И, когда Колька поднял голову, Громов вдруг положил ладони ему на виски и поцеловал в лоб. Развернул, приобняв за плечи, поставил рядом с собой.
– Ура, казаки!
И мы покачнулись – всем строем – от обрушившегося со всех сторон громогласного: «Ура!!!» Оно гремело и катилось, снова и снова, никак не могло остановиться, пока Громов не поднял руку. В наступившей тишине подтолкнул Кольку обратно в строй. Лицо Радько горело, глаза были потусторонние, но двигался он четко.
– Война идет, братья казаки. Чем окончится – мы знаем. Победой, – твердо сказал атаман. – А вот когда – вопрос посложней. Но кончится. И тогда всем дадим, что заслужено – сполна. А пока… – он кивнул, подошел один из офицеров, с большой коробкой. – Пока – что могу.
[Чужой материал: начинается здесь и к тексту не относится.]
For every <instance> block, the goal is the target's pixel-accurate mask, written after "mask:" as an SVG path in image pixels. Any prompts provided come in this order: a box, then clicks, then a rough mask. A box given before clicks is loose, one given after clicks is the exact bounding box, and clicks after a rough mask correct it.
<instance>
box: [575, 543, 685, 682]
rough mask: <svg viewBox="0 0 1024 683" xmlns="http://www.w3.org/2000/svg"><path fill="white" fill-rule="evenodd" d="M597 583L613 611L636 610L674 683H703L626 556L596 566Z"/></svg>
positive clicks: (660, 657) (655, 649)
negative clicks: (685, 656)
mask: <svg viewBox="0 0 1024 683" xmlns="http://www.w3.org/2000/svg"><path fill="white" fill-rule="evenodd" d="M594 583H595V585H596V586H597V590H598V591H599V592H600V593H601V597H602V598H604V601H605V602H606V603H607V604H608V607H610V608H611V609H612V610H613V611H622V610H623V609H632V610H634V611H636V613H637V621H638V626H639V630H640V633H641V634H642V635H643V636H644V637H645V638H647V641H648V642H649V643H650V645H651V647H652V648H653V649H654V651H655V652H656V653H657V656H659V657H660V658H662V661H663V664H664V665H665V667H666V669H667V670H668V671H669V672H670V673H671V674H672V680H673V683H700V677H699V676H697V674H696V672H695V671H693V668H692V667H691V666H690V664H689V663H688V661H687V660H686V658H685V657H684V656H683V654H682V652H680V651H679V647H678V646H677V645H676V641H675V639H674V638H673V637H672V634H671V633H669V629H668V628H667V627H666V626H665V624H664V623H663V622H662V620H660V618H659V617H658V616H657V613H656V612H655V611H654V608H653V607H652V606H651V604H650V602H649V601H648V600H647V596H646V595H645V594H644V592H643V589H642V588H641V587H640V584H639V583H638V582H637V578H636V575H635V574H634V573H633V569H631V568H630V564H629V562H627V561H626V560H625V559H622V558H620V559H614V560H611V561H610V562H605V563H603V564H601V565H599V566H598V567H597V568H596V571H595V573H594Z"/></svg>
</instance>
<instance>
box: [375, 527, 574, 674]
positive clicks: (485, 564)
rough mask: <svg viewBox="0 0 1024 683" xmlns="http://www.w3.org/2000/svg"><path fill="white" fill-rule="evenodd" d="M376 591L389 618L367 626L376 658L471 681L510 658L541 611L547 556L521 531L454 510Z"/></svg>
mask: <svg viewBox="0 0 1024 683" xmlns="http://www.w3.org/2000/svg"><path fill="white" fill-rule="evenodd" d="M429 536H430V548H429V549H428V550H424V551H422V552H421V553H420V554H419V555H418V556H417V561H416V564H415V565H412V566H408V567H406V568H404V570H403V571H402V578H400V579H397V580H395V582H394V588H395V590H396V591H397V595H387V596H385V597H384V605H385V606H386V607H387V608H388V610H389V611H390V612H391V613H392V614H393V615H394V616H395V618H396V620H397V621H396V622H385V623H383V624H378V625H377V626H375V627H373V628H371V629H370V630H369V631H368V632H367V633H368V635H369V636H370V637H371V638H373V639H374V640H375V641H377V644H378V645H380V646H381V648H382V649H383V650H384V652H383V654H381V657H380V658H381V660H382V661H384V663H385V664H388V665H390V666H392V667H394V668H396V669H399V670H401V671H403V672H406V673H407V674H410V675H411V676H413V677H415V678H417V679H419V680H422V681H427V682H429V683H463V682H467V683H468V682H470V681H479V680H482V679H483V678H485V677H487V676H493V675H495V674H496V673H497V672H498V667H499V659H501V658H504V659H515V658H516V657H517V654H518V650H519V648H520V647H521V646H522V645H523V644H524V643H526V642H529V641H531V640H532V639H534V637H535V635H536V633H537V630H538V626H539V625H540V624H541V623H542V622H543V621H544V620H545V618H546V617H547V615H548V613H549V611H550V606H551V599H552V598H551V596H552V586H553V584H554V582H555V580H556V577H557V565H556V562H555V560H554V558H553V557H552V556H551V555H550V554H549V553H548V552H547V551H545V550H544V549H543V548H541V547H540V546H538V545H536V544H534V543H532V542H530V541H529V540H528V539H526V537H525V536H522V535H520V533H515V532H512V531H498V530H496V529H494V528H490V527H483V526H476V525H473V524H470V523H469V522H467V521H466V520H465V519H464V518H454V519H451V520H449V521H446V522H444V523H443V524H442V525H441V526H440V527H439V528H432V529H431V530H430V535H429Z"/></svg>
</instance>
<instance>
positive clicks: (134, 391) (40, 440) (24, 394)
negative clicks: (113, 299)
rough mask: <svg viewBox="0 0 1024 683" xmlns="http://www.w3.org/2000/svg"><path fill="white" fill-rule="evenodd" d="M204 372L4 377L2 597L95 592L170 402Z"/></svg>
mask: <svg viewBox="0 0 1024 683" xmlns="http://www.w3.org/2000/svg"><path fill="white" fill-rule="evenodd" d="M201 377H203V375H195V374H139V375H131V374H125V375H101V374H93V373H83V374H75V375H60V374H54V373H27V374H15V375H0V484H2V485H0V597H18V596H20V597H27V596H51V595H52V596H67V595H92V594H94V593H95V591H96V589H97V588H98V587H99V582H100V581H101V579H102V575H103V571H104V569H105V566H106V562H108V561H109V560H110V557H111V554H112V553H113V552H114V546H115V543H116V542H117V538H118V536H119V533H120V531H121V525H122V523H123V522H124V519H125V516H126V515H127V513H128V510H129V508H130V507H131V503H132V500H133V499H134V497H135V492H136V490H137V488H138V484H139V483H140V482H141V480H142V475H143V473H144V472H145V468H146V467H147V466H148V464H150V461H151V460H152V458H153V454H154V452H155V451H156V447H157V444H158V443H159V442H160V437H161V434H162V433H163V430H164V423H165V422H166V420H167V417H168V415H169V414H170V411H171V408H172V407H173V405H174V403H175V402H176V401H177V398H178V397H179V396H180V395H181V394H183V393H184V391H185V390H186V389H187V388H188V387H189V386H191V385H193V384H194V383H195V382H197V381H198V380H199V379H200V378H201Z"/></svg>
Как атаман. И кубанский и терский, потому как Шевцов, атаман терский, пал позавчера смертью храбрых в бою…
Вокруг раздались возгласы, видимо, терцы этого еще не знали.
– У меня такое право есть… В общем, так, – он переждал что-то, и я вдруг понял: ему просто тяжело говорить. – Тем, кто в налете на Краснодар и авианосную группу участвовал – Героя. Остальным – не важно, где они бились, на земле или в воздухе – Георгия четвертой и третьей степени разом… Радько Николай!..
…У вас такое было?
Я просто ничего не понимал. Мне казалось, что я живу в каком-то сне, и реальность окончательно отодвинулась в невероятную даль. Журчал цифровик в чьих-то руках. Снова и снова. А на моей груди висела маленькая золотая звезда на черно-желто-белой ленточке. Совсем небольшая, я вам говорю.
Ну не могло же этого быть по-настоящему?
Знаете, когда я смог убедить себя, что это – по-настоящему? Когда, немного опомнившись, вспомнил, какие у атамана были глаза. Когда он прикреплял мне звезду.
Как у любого из нас после вылета. Только мы поспим – и все. А у него эта усталость наверное – навсегда.
– Мне известно, что двое из вас – в станичной больнице, – сказал Громов, когда наградил последнего. – Отсюда я отправлюсь к ним.
– Господин атаман, разрешите обратиться! – вдруг шагнул вперед Колька. Громов кивнул. – Господин атаман, а как же… дальше?
Вот оно.
Вот когда я вернулся в реальность.
– Дальше? – атаман обернулся, поглядел вокруг. – А что дальше…
– Дальше-то мы как? – напряженным голосом спросил Колька. – Ну. Наша сотня.
– Повоевали, хватит… нам оставьте… – попытался пошутить Громов.
Но Колька вдруг крикнул:
– Тогда берите награды обратно! А нам разрешите воевать!
– Воевать!
– Забирайте награды!
– Что мы – за них воевали?!
– Сорок километров до линии!
– У меня вчера отца убили!
– Дядю!
– Брата!
– Воевать!!!
– Да вы ж не казаки! – замахал рукой Громов. Лицо его стало отчаянным.
– Верстайте! – отчаянно заорал Колька. – Верстайте нас всех!
– Верстайте!
– Да родителей-то пожалейте! – уже надсаживался Громов.
– ЭТИ придут – никого не пожалеют!
– Верстайте!
– Сынок! – крикнул кто-то, я не понял кто.
И не понял, чей голос в ответ прозвучал:
– Мама, молчи, не смей!
«Только бы моя ничего не крикнула», – подумал я.